L’Ue, per coinvolgere i papà, ha lanciato un progetto che prende il nome di “4E-parent”. L’obiettivo è quello di rendere più partecipi i padri nella gestione della famiglia e nel supporto alla partner. Promuovere, inoltre, una mascolinità accudente attraverso il coinvolgimento concreto dei papà fin dalla gravidanza. La letteratura scientifica sostiene da tempo che il coinvolgimento da subito, pratico ed empatico del padre nella genitorialità ha numerosi esiti positivi sui piani psicofisico e sociale:
• Migliora lo sviluppo cognitivo, sociale e affettivo dei bambini e delle bambine
• Crea fin dall’inizio un forte legame affettivo fra padre e i figli e le figlie
• Migliora la salute psico-fisica dei bambini e delle bambine così come della madre
• Diminuisce i rischi durante la gravidanza e il parto
• Facilita l’allattamento
• Diminuisce le probabilità di violenza domestica
• Contribuisce alla parità fra uomini e donne, anche nella condivisione della cura.
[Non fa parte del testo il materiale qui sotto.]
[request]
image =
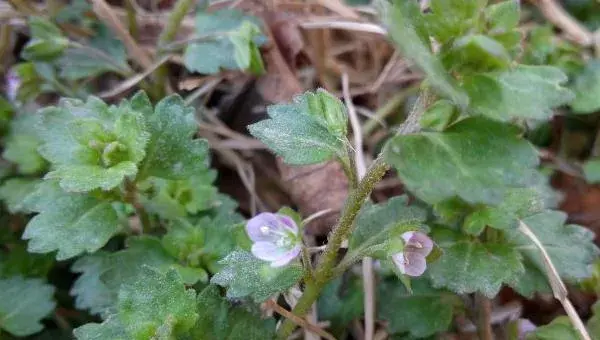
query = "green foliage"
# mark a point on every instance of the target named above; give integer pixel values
(424, 312)
(380, 226)
(71, 223)
(245, 275)
(469, 266)
(312, 123)
(475, 159)
(227, 39)
(23, 303)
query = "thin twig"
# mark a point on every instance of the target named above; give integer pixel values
(345, 25)
(574, 31)
(361, 169)
(558, 287)
(298, 320)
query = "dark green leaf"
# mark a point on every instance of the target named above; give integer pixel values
(23, 303)
(476, 159)
(245, 275)
(469, 266)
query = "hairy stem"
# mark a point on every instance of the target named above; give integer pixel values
(177, 15)
(324, 271)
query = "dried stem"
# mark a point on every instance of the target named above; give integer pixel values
(558, 287)
(367, 265)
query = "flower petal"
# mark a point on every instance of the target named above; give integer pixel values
(415, 263)
(268, 251)
(264, 227)
(287, 257)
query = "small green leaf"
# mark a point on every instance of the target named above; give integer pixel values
(586, 86)
(219, 320)
(69, 223)
(405, 25)
(469, 266)
(438, 115)
(524, 92)
(155, 300)
(245, 275)
(89, 291)
(424, 312)
(23, 303)
(46, 43)
(232, 40)
(172, 151)
(503, 16)
(111, 328)
(379, 224)
(14, 191)
(22, 143)
(452, 18)
(560, 242)
(296, 131)
(476, 159)
(591, 169)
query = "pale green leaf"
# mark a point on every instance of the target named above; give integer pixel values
(468, 265)
(23, 303)
(476, 159)
(155, 300)
(173, 152)
(69, 223)
(422, 313)
(245, 275)
(523, 92)
(405, 26)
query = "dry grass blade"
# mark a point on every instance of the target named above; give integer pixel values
(298, 320)
(558, 287)
(104, 12)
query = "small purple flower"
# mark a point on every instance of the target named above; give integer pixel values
(412, 260)
(275, 238)
(13, 82)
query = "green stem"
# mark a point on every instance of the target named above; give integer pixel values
(179, 11)
(324, 271)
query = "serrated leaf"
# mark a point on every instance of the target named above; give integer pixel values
(219, 320)
(424, 312)
(21, 145)
(14, 191)
(341, 302)
(89, 291)
(452, 18)
(476, 159)
(298, 134)
(560, 242)
(379, 223)
(586, 86)
(23, 303)
(111, 328)
(232, 43)
(91, 144)
(245, 275)
(518, 203)
(69, 223)
(503, 16)
(468, 266)
(172, 152)
(524, 92)
(405, 25)
(155, 300)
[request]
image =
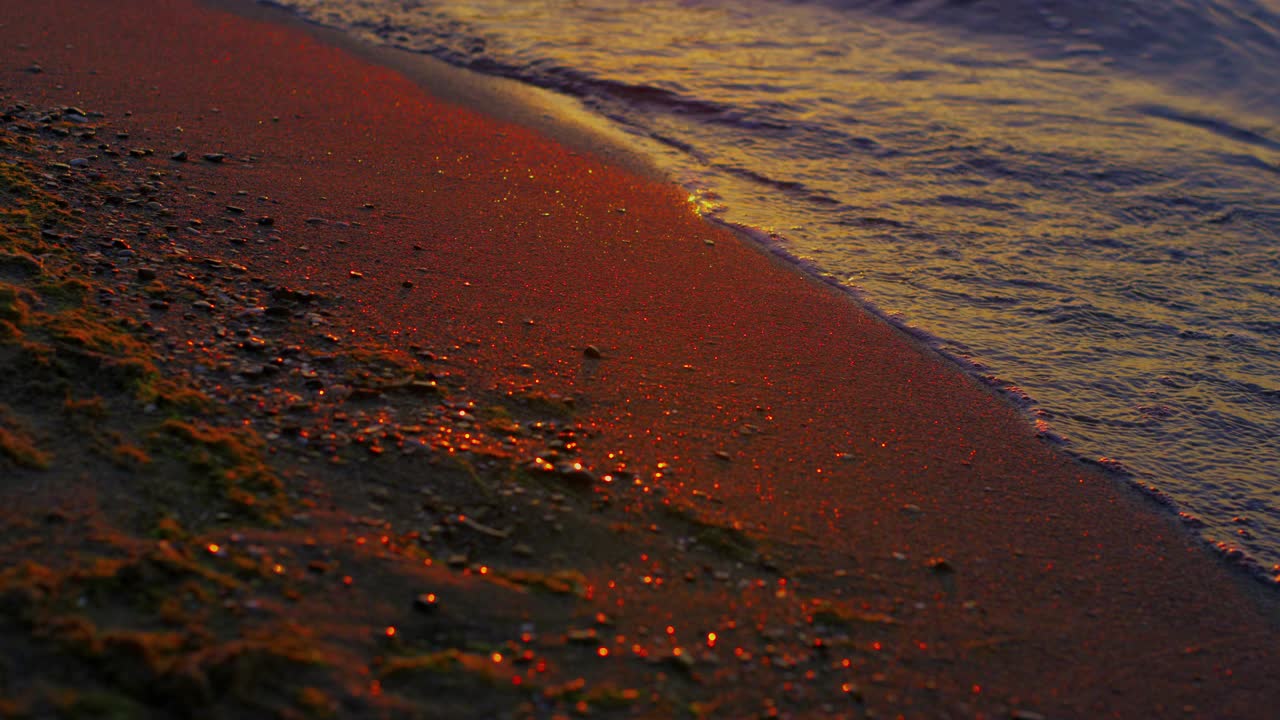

“Le azioni del progetto intendono promuovere una genitorialità equa e responsabile di tutti i genitori, compresi quelli dello stesso sesso, lavorando alla decostruzione degli stereotipi di genere che rendono difficile lo sviluppo di una mascolinità accudente e di una genitorialità ampia e soddisfacente per tutte le componenti della famiglia”.
E tornando al Giappone, alcuni passi per promuovere una maggiore parità di genere sono altrettanto in atto. Il primo ministro Fumio Kishida ha promesso di favorire un aumento della percentuale di donne dirigenti nelle grandi aziende, dall’11,4% al 30% o più, entro il 2030. Mentre, contro la denatalità, ci sono progetti che vanno all’Ai con app governative per aumentare le possibilità di incontri tra le persone, sino a incentivi economici a favore delle famiglie con figli.
Nel Global Gender Report del World Economic Health del 2024, il Giappone si è classificato al 118esimo su 146 Paesi nella classifica del divario di genere. L’Italia occupa l’87esimo posto.